What it does not do: prove the product works. A resonant gif with no math behind it is a marketing asset, not a company — so the engine still has to follow, and we don’t imply a live tool to anyone we can’t back up. The numbers below are plausible placeholders, chosen to be honest about what the real thing would show.
The money-shot
Two runs, side by side — the whole pitch is the contrast.

The transcripts below are the same two runs in text (the build’s acceptance target):
Run 1 — catches a regression a single-run eval misses:
$ testpath run --scorer ./refund_agent.py --cases suite.jsonl --baseline v1.4 --candidate v1.5
testpath 0.1.0 · wrapping ./refund_agent.py · 24 cases · α=0.05
v1.4 (baseline) 24 cases · 312 runs · 0.94M tok
v1.5 (candidate) 24 cases · 298 runs · 0.89M tok
case v1.4 v1.5 Δ verdict
----------------------------------------------------------------------
refund_within_policy 0.98 0.97 -0.01 ok
escalate_angry_customer 0.95 0.94 -0.01 ok
decline_out_of_policy 0.91 0.78 -0.13 REGRESSION (p=0.004)

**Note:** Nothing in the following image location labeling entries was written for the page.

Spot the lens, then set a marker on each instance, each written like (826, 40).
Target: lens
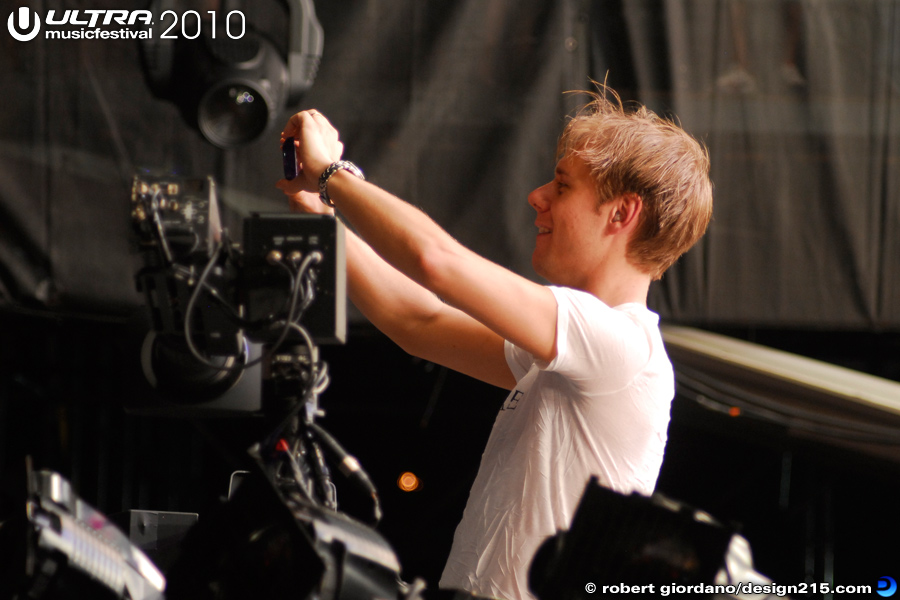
(233, 113)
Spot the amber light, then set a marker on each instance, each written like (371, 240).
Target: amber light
(408, 482)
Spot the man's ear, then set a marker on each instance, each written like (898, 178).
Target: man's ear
(625, 210)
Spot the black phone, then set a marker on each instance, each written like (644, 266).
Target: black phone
(289, 158)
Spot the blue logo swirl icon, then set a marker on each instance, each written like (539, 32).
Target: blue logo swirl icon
(886, 587)
(24, 22)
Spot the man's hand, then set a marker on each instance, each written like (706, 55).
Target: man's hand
(317, 145)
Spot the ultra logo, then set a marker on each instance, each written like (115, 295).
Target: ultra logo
(22, 23)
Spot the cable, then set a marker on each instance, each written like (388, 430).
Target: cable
(351, 468)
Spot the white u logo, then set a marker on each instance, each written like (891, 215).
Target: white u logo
(24, 21)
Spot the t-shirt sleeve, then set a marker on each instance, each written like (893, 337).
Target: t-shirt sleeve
(599, 349)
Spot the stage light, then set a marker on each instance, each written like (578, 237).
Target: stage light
(408, 482)
(233, 90)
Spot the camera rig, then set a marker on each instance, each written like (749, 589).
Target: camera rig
(225, 309)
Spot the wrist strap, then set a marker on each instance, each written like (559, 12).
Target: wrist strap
(331, 170)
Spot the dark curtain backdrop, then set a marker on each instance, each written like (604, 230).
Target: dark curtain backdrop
(457, 105)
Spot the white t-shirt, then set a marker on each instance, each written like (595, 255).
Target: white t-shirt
(601, 407)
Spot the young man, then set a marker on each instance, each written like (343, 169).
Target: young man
(590, 381)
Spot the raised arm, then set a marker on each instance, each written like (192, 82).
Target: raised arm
(411, 316)
(510, 306)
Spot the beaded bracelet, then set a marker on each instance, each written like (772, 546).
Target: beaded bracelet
(331, 170)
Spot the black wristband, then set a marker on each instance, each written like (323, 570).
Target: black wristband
(331, 170)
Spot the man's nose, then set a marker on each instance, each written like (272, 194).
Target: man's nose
(538, 198)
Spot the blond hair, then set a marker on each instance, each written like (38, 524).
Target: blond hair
(637, 152)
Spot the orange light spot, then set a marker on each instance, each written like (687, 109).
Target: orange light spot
(408, 482)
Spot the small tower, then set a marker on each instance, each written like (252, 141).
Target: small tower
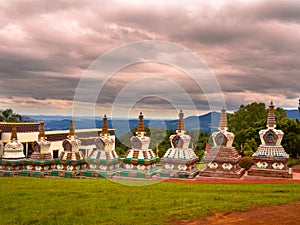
(71, 146)
(42, 146)
(104, 160)
(13, 150)
(139, 161)
(222, 160)
(270, 158)
(180, 160)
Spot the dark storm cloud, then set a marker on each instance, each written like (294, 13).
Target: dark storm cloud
(252, 47)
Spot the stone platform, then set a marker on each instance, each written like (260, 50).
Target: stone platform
(222, 173)
(137, 173)
(178, 174)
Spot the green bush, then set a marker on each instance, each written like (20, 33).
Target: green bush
(246, 162)
(248, 153)
(293, 162)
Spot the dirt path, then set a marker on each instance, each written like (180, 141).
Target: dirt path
(287, 214)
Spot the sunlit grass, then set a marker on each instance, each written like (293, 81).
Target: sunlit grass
(99, 201)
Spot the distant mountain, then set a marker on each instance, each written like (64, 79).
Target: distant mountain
(122, 126)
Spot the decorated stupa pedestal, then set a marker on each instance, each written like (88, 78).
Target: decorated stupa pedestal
(222, 160)
(180, 160)
(270, 158)
(41, 159)
(13, 156)
(139, 161)
(103, 161)
(41, 146)
(71, 159)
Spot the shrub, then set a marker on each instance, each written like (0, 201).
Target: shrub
(246, 162)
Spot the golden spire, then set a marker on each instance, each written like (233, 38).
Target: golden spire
(14, 133)
(271, 123)
(180, 126)
(104, 126)
(42, 130)
(72, 129)
(223, 119)
(141, 128)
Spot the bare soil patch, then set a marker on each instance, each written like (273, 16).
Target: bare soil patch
(287, 214)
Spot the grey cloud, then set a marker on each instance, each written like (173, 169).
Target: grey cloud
(252, 47)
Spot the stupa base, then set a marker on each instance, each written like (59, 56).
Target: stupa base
(37, 165)
(11, 165)
(98, 173)
(270, 173)
(30, 173)
(69, 165)
(41, 156)
(178, 174)
(6, 173)
(148, 174)
(64, 174)
(222, 173)
(103, 164)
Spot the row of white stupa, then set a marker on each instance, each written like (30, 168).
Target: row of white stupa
(222, 159)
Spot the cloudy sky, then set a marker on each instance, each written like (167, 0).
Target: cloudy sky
(251, 47)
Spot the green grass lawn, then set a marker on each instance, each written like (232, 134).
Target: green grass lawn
(95, 201)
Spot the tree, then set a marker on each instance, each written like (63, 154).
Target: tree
(8, 115)
(246, 123)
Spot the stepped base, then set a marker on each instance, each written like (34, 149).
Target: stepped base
(29, 173)
(5, 173)
(136, 173)
(178, 174)
(98, 174)
(41, 156)
(270, 173)
(219, 173)
(63, 173)
(11, 165)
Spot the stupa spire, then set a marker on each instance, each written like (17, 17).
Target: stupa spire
(14, 135)
(271, 123)
(141, 128)
(180, 126)
(104, 126)
(223, 120)
(42, 130)
(72, 129)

multi_item_partial_refund 0.88 0.87 -0.01 ok
verify_identity_before_pii 0.93 0.92 -0.01 ok
----------------------------------------------------------------------
GATE: FAIL · 1 regression · exit 1
cost: 610 runs · 1.83M tokens · ≈ $5.10 @ $2.8/M · 42% of a fixed-30 sweep (≈ $7 saved)
note: a single-run eval scored decline_out_of_policy PASS on v1.5.
across 18 runs it passed 78% vs 91% — a real drop (95% CI, p=0.004), not noise.
Run 2 — ignores noise a single-run eval false-flags:
$ testpath run --scorer ./refund_agent.py --cases suite.jsonl --baseline v1.5 --candidate v1.6
testpath 0.1.0 · wrapping ./refund_agent.py · 24 cases · α=0.05
v1.5 (baseline) 24 cases · 286 runs · 0.86M tok
v1.6 (candidate) 24 cases · 274 runs · 0.82M tok
case v1.5 v1.6 Δ verdict
----------------------------------------------------------------------
decline_out_of_policy 0.78 0.82 +0.04 ok
tone_match_brand 0.86 0.81 -0.05 noise (within variance, p=0.21)
refund_within_policy 0.97 0.98 +0.01 ok
----------------------------------------------------------------------
GATE: PASS · 0 regressions · 1 flagged-but-noise · exit 0
cost: 560 runs · 1.68M tokens · ≈ $4.70 @ $2.8/M · 39% of a fixed-30 sweep (≈ $7 saved)
note: a single-run eval scored tone_match_brand FAIL on v1.6.
across 22 runs the 0.05 dip sits inside run-to-run variance — not a regression.
That’s the teardown pain — “your eval scores one run; it can’t tell a regression from noise” — reproduced and resolved on screen.
And the cost: line pre-empts the obvious objection — won’t running everything N
times cost a fortune? Cost-aware sequential stopping spends ≈ 40% of a naive fixed-N
sweep, so the whole gated comparison lands around $5 — the
token economy made visible inside the pitch itself.
Rendering the gif
The mock lives in public/demo/: an executable testpath (canned output, colors on a
TTY, plain text when piped) and a demo.tape for vhs.
cd src/docs/public/demo
brew install vhs # ttyd + ffmpeg under the hood
vhs demo.tape # -> testpath.gif
The rendered testpath.gif (embedded at the top) is committed next to the tape —
re-run vhs demo.tape to regenerate it after any change to the mock’s output.